ピナル・デル・リオ県ピナル・デル・リオ村に位置。予想埋蔵量50百万t、ニッケル生産量10千t/年の見通し。

(8) その他

①外国投資法における鉱業関連事項

・鉱業を含む原則全ての分野において外国企業の投資を認めるとともに、外国企業に対するインセンティブを導入。

・投資開始から8年間は利益に対する免税等が適用。

②地質構造調査の実施方法

・外国企業がキューバにて地質構造調査を実施する場合、国際経済連携契約を締結し、プロジェクトの経済性を確認するための調査を実施。

・上記契約を締結した外国企業は、必要に応じサンプルを国外に持ち出すことが可能。

・当該調査の結果が良好であれば、外国企業は最高49 %の権益比率を有するJVに参加し事業実施が可能。

③コンセッションの付与

・ニッケルに関しては、ニッケル公社が政府から全てのコンセッションを付与されているが、JV相手に対し当該コンセッションを与えることは可能。ただし、第三者への譲渡は不可能。

おわりに

 キューバに関しては、今般米国との間で国交正常化が行われたほか、近年我が国との間でも政・官・民において関係強化に向けた動きが見られる等、今後我が国を含めた世界各国との間で経済交流の進展が期待できる。

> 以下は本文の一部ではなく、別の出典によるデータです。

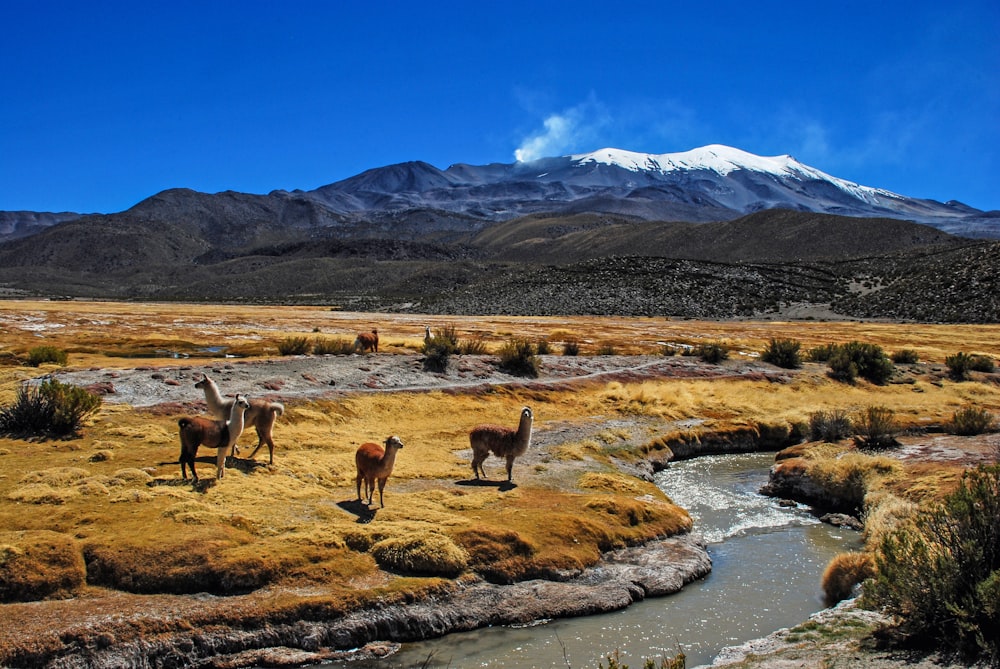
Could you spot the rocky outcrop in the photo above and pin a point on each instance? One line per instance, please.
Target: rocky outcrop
(622, 578)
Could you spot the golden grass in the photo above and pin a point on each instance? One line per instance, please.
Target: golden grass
(115, 496)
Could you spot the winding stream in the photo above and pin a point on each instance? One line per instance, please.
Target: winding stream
(766, 566)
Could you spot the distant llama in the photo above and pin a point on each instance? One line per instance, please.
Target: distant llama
(375, 463)
(262, 414)
(218, 434)
(503, 442)
(367, 341)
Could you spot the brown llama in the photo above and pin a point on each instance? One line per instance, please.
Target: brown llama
(367, 341)
(262, 414)
(375, 463)
(218, 434)
(503, 441)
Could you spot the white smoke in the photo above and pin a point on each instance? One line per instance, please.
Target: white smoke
(565, 132)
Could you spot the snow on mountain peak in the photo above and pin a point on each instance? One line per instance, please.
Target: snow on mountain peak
(723, 160)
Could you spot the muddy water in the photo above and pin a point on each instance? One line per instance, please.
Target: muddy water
(766, 566)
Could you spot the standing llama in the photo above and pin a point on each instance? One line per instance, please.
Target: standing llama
(375, 462)
(261, 415)
(503, 441)
(218, 434)
(367, 341)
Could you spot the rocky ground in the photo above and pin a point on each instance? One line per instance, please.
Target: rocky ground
(621, 579)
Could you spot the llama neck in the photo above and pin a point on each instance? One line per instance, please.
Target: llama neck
(524, 429)
(212, 396)
(389, 459)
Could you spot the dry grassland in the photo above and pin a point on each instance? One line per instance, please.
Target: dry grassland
(106, 514)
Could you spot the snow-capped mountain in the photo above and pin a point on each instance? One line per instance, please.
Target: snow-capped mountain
(709, 183)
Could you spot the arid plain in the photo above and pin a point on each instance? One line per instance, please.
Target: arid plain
(276, 542)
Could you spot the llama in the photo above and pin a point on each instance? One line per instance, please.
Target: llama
(502, 441)
(374, 462)
(218, 434)
(261, 415)
(367, 341)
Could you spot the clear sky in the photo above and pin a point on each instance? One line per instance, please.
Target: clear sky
(103, 104)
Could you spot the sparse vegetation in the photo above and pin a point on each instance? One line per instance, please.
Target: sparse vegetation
(906, 356)
(339, 346)
(713, 352)
(50, 409)
(40, 355)
(849, 361)
(783, 353)
(517, 356)
(940, 575)
(831, 426)
(294, 346)
(875, 428)
(970, 420)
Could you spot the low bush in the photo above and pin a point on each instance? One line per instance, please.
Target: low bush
(46, 354)
(294, 346)
(39, 565)
(843, 573)
(830, 426)
(50, 409)
(474, 346)
(940, 575)
(518, 357)
(849, 361)
(821, 353)
(333, 347)
(783, 353)
(713, 352)
(875, 428)
(970, 420)
(905, 356)
(425, 553)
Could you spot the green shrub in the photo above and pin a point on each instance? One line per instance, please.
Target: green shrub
(49, 409)
(940, 575)
(970, 420)
(959, 365)
(830, 426)
(905, 356)
(46, 354)
(821, 353)
(713, 352)
(474, 346)
(783, 353)
(333, 347)
(517, 356)
(982, 363)
(437, 352)
(294, 346)
(869, 361)
(875, 428)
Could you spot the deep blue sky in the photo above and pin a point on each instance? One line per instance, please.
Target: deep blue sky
(103, 104)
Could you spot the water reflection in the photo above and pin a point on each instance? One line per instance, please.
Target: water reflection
(767, 561)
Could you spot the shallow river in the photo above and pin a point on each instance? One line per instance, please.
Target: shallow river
(766, 567)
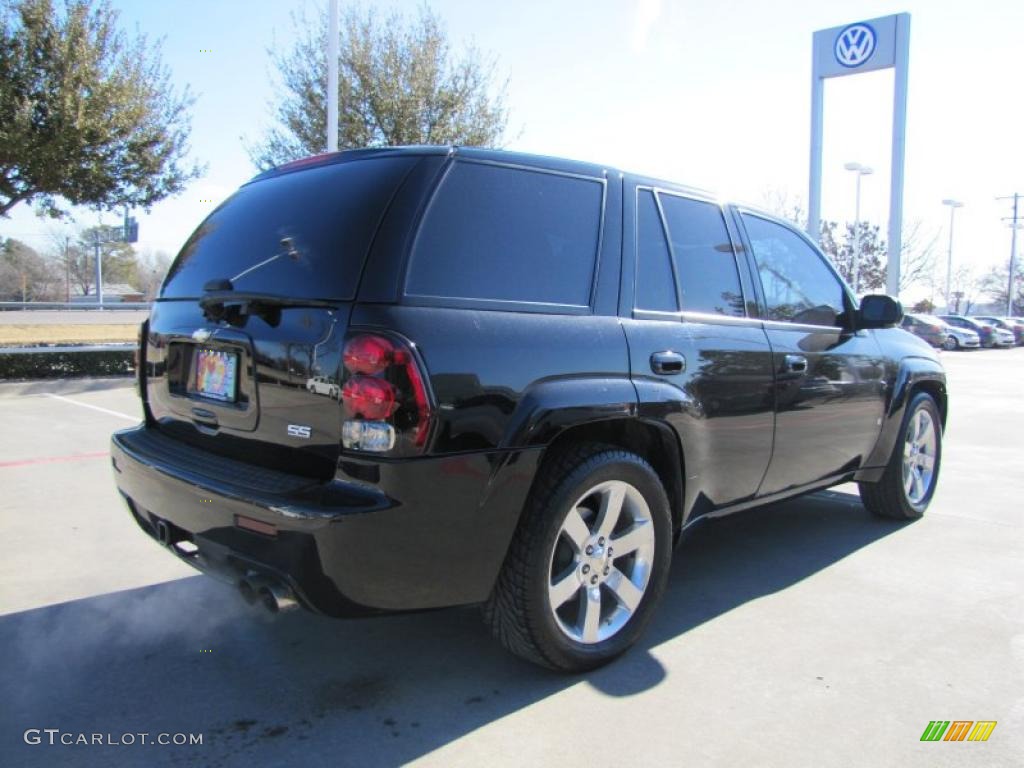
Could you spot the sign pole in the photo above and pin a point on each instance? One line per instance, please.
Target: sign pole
(814, 196)
(863, 46)
(899, 152)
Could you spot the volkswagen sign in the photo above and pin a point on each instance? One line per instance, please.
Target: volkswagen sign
(855, 44)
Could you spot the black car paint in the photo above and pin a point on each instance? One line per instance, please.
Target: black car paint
(359, 535)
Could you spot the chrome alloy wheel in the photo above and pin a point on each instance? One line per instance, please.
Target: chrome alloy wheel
(601, 561)
(919, 457)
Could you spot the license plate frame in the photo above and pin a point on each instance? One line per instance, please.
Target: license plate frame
(215, 375)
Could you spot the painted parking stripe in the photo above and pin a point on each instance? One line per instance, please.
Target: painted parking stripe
(54, 459)
(133, 419)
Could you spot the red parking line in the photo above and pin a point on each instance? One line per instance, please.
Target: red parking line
(53, 459)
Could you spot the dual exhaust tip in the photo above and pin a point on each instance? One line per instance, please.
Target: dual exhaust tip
(274, 596)
(271, 593)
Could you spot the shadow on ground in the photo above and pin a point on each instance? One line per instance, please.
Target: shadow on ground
(189, 656)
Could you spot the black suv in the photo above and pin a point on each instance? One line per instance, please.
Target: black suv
(412, 378)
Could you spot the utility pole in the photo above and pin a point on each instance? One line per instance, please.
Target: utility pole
(1014, 223)
(99, 267)
(67, 269)
(332, 78)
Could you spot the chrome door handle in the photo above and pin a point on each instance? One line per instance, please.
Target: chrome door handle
(668, 363)
(795, 364)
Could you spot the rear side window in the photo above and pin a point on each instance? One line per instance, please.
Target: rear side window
(494, 233)
(303, 233)
(655, 284)
(709, 280)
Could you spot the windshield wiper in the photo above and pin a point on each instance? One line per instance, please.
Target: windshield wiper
(220, 301)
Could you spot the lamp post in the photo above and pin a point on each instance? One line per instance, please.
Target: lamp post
(860, 170)
(953, 205)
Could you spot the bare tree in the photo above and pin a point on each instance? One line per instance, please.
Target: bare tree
(918, 256)
(398, 83)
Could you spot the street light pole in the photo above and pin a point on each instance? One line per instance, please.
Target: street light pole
(953, 205)
(861, 170)
(1013, 257)
(332, 78)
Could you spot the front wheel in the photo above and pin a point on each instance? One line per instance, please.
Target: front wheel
(588, 563)
(908, 483)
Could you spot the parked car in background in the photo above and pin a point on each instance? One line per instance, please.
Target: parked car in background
(1003, 336)
(929, 328)
(1006, 324)
(985, 331)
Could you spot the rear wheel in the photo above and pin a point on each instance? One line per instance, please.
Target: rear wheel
(588, 563)
(908, 483)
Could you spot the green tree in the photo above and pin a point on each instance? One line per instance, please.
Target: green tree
(870, 264)
(87, 116)
(25, 275)
(994, 284)
(398, 83)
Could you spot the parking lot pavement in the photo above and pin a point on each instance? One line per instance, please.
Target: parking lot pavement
(804, 634)
(73, 316)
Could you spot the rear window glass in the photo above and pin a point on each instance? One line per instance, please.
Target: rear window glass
(655, 284)
(705, 262)
(303, 233)
(497, 233)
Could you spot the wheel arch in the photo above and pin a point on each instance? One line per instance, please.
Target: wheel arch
(914, 375)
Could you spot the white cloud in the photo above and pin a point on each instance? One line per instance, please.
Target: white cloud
(647, 13)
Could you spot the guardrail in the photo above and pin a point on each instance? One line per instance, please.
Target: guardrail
(51, 305)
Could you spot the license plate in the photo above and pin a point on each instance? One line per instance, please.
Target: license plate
(216, 375)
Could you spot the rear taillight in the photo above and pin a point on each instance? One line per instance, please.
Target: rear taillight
(138, 358)
(386, 408)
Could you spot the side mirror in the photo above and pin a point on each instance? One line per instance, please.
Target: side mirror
(879, 311)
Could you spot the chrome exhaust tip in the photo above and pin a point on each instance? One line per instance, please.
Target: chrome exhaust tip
(274, 596)
(278, 598)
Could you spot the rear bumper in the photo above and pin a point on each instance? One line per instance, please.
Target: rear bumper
(427, 532)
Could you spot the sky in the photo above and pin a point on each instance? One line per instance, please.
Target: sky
(712, 94)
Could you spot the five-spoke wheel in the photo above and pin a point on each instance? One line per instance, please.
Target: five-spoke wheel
(588, 562)
(600, 565)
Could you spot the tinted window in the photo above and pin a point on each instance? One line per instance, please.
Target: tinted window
(655, 284)
(798, 285)
(509, 235)
(305, 232)
(705, 262)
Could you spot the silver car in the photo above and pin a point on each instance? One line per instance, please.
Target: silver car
(960, 338)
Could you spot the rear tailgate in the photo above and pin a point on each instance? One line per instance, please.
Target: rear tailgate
(262, 383)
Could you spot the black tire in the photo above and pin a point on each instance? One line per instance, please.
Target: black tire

 しかしながら、現在のところ社会主義体制が直ぐに変革する兆しは見えず、様々な社会システムも従前のまま暫くは維持されるものと推察される。

 こうした中、同国には世界的にも有名なニッケルやコバルトと言った豊富な鉱物資源が存在することから、今後の経済交流の進展を見据えつつ、同国の鉱業開発への取り組みに関し引き続き注視していくことが必要と思われる。